Filmed at the Paramount Ranch in Agoura Hills, CA, It's A Gift is a great example of what was the juggernaut of Paramount Studios in the 30s. Presented by Paramount founder Adolph Zuckor It's A Gift shot its feature footage and scenes during a 6 week stint from September to October, 1934 and was released just one short month after in November of 1934. No less than 8 other writers (including Fields) contributed to the concepts and "gags" of It's A Gift. At this time of the industry comics like Fields, the Marx Brothers, and Abbott & Costello all tried out their material on stage, in vaudeville or the theatrical circuit. The best biggest laugh-getters usually ended up in their films. Gift was Fields' 5th movie released that year alone and the sixteenth sound film of his career. It was one of over 700 Paramount Productions, filmed between 1929 and 1949. The films were later bought by MCA/Universal and released on TV, VHS, and then DVD. Universal still owns the rights today. In 2010 It's A Gift was added to the National Film Preservation Board’s National Film Registry.

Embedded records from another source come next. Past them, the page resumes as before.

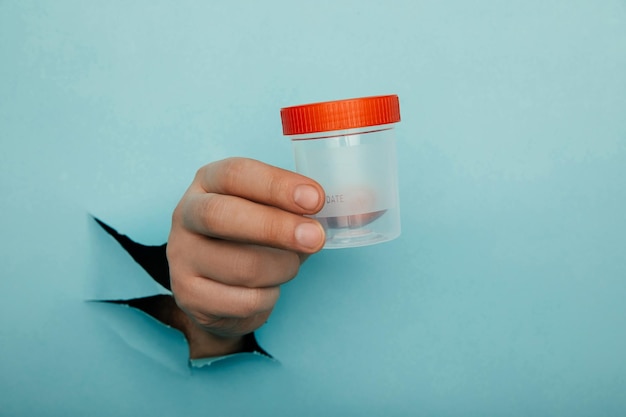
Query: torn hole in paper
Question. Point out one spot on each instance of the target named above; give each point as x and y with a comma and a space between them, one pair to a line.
163, 307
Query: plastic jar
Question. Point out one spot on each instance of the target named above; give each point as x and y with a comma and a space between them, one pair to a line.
348, 147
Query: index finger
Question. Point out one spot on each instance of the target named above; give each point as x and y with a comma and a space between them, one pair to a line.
262, 183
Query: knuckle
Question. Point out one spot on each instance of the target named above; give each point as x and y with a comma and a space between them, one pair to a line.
232, 170
277, 187
294, 265
246, 268
212, 210
275, 229
253, 301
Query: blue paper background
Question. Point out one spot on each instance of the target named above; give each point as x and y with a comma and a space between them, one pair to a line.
505, 294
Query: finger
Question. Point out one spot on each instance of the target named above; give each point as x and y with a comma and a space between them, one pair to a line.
238, 264
253, 180
207, 300
236, 219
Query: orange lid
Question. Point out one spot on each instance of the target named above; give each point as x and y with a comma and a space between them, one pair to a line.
341, 114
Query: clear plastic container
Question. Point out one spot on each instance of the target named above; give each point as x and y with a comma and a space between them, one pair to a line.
348, 146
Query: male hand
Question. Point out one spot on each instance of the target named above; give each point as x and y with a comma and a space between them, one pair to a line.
237, 234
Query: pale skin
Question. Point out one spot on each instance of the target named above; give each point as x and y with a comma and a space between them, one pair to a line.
238, 233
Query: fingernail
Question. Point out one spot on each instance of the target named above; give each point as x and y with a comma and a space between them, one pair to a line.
306, 197
309, 235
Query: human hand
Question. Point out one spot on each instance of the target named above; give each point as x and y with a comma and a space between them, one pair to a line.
237, 234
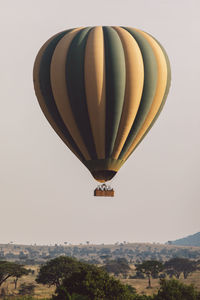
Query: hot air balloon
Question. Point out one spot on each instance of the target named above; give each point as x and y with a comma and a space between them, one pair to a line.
102, 89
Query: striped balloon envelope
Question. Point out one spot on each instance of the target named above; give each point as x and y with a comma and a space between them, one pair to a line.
102, 89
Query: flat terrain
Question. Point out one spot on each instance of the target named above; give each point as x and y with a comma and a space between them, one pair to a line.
32, 256
43, 291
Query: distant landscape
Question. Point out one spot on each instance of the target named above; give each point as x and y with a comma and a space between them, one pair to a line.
132, 252
190, 240
121, 260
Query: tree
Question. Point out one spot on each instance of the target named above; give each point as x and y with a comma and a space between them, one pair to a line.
175, 290
11, 269
19, 273
176, 266
151, 268
118, 266
26, 289
53, 272
93, 282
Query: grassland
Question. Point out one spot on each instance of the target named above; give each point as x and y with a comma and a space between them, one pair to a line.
45, 292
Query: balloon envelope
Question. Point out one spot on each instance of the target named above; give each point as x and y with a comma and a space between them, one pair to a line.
102, 89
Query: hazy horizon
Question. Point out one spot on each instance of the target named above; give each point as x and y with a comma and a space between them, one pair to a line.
46, 193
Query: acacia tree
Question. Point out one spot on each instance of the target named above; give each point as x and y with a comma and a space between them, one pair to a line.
176, 266
11, 269
151, 268
94, 283
53, 272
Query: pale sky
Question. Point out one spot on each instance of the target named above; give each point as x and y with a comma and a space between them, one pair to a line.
46, 193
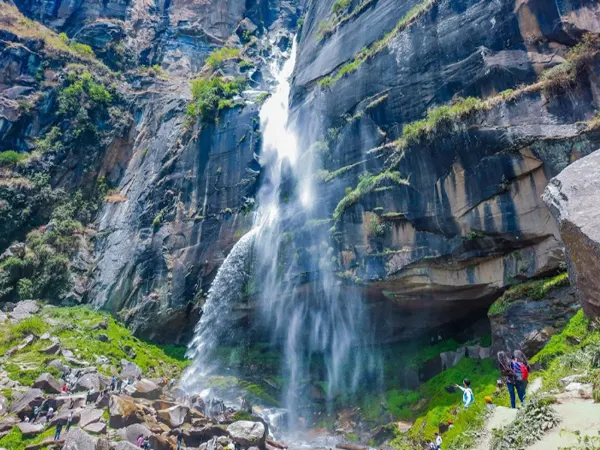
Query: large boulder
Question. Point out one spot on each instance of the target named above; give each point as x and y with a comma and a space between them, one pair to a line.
146, 389
77, 439
24, 405
129, 369
174, 416
573, 197
122, 411
30, 429
247, 434
48, 383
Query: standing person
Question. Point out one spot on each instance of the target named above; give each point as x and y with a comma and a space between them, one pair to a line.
69, 421
58, 430
510, 378
521, 368
468, 396
179, 439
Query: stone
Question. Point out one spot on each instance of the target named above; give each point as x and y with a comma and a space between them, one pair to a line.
30, 429
146, 389
246, 433
77, 439
89, 416
131, 432
24, 310
48, 383
174, 416
96, 428
24, 405
129, 369
123, 411
572, 197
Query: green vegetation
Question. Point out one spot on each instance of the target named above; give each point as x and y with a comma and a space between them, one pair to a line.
367, 184
532, 290
10, 158
211, 95
218, 57
75, 327
368, 52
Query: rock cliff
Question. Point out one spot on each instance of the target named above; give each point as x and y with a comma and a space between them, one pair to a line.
438, 123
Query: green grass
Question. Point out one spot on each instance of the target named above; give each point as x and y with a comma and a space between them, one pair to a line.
218, 57
368, 52
367, 184
532, 290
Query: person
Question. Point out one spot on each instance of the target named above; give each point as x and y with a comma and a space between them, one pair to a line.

|Maurice Chevalier and a newly discovered Baby LeRoy.|
A delightful added offering of the film is child star Baby LeRoy. Baby LeRoy took the nation by storm and Paramount had a way of creating that whirlwind. Born at a Salvation Army hospital in 1932 Baby LeRoy was left fatherless. At 6 months old he was then discovered by Paramount as part of a search for the Maurice Chevalier film A Bedtime Story. Chevalier plays a well-to-do playboy abandoning his own grown-up "babies" to take care of an abandoned infant. When baby LeRoy's Grandfather signed the contract with Paramount not only was LeRoy "underage" but so was his 16 year old birth mother. A Bedtime Story was a big success and the public wanted more of adorable Baby LeRoy. At that time he was the youngest actor ever to achieve a star billing. In 1934 baby LeRoy even received the official "key to the city" from then Los Angeles Mayor Shaw.
It's A Gift was LeRoy's 10th film and he performed in 15 films in the span of just 4 years. LeRoy appeared in several films with Fields. Off-set rumors reported Fields had grown not only tired of working with LeRoy but fearful that he was stealing scenes out from under our blossom-nosed comedian. Fields was not happy that LeRoy was getting a second billing for It's A Gift with some insiders even claiming he threatened LeRoy with an ice pick!

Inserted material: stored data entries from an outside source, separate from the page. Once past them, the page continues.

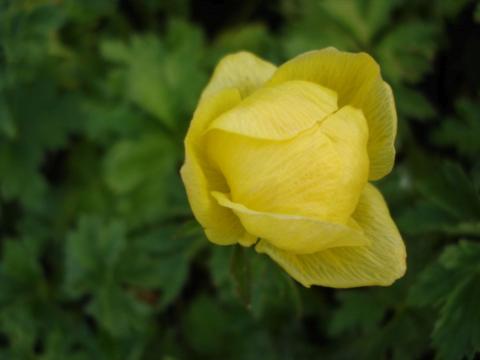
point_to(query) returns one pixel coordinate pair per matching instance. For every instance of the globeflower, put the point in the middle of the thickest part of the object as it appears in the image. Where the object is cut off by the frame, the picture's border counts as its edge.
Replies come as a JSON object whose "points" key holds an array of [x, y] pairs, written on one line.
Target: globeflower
{"points": [[281, 158]]}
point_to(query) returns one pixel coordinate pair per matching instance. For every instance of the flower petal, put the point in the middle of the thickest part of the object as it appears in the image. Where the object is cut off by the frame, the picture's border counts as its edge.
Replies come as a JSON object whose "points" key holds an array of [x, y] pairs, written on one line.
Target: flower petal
{"points": [[380, 263], [357, 80], [279, 112], [319, 173], [298, 234], [243, 71], [221, 225]]}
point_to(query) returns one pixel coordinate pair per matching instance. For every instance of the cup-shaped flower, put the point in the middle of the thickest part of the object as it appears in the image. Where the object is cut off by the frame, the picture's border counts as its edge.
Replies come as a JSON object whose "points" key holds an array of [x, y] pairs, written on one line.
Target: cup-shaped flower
{"points": [[281, 158]]}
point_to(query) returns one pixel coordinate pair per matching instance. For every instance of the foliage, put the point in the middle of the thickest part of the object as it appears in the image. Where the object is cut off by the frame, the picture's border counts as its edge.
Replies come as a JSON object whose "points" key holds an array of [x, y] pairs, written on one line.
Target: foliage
{"points": [[100, 257]]}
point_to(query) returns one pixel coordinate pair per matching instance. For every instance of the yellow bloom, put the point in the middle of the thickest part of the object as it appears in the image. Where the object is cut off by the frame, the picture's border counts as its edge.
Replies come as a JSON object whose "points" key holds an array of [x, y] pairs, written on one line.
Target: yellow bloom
{"points": [[282, 158]]}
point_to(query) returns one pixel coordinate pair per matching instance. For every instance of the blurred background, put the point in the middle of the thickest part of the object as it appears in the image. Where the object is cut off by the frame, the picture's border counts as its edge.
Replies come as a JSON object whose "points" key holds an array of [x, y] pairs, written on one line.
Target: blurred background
{"points": [[100, 257]]}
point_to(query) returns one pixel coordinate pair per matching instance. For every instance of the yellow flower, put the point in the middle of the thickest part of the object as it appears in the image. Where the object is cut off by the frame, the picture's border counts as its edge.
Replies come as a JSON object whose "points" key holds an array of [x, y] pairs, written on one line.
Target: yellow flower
{"points": [[281, 158]]}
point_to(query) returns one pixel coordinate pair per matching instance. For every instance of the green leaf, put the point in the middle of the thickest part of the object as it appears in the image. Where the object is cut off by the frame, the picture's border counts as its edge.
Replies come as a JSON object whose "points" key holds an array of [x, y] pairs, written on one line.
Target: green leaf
{"points": [[452, 284], [142, 175], [162, 76], [462, 131], [457, 331], [93, 252], [240, 267], [160, 260], [359, 310]]}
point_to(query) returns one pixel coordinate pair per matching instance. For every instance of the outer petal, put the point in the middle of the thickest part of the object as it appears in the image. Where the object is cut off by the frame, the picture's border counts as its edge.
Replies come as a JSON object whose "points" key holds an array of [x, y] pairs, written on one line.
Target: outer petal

Wonderful WTF moments from It's A Gift include; Harold trying to shave and dodge his puerile daughter; an unzipped store customer who just wants his cumquats; baby LeRoy creating a molasses nightmare; Carl LaFong (you'll know what I mean when you watch it!); the fore-mentioned harrowing ice pick; a private grounds’ picnic; and the REAL pronunciation of "Bisonette."
It's A Gift is available on DVD by renting or purchasing THE W.C. FIELDS COMEDY COLLECTION. (2004. Universal) It comes in a 2 disk version or a 4 disc version. Visitors/residents of California can see the actual areas where Paramount shot It's A Gift. It's now known as the Santa Monica Mountains National Recreation Area. So pop some popcorn, sit down with a loved one, and watch It's A Gift. You'll tickle your funny bone and warm your heart. That, my friends, is the best gift of all.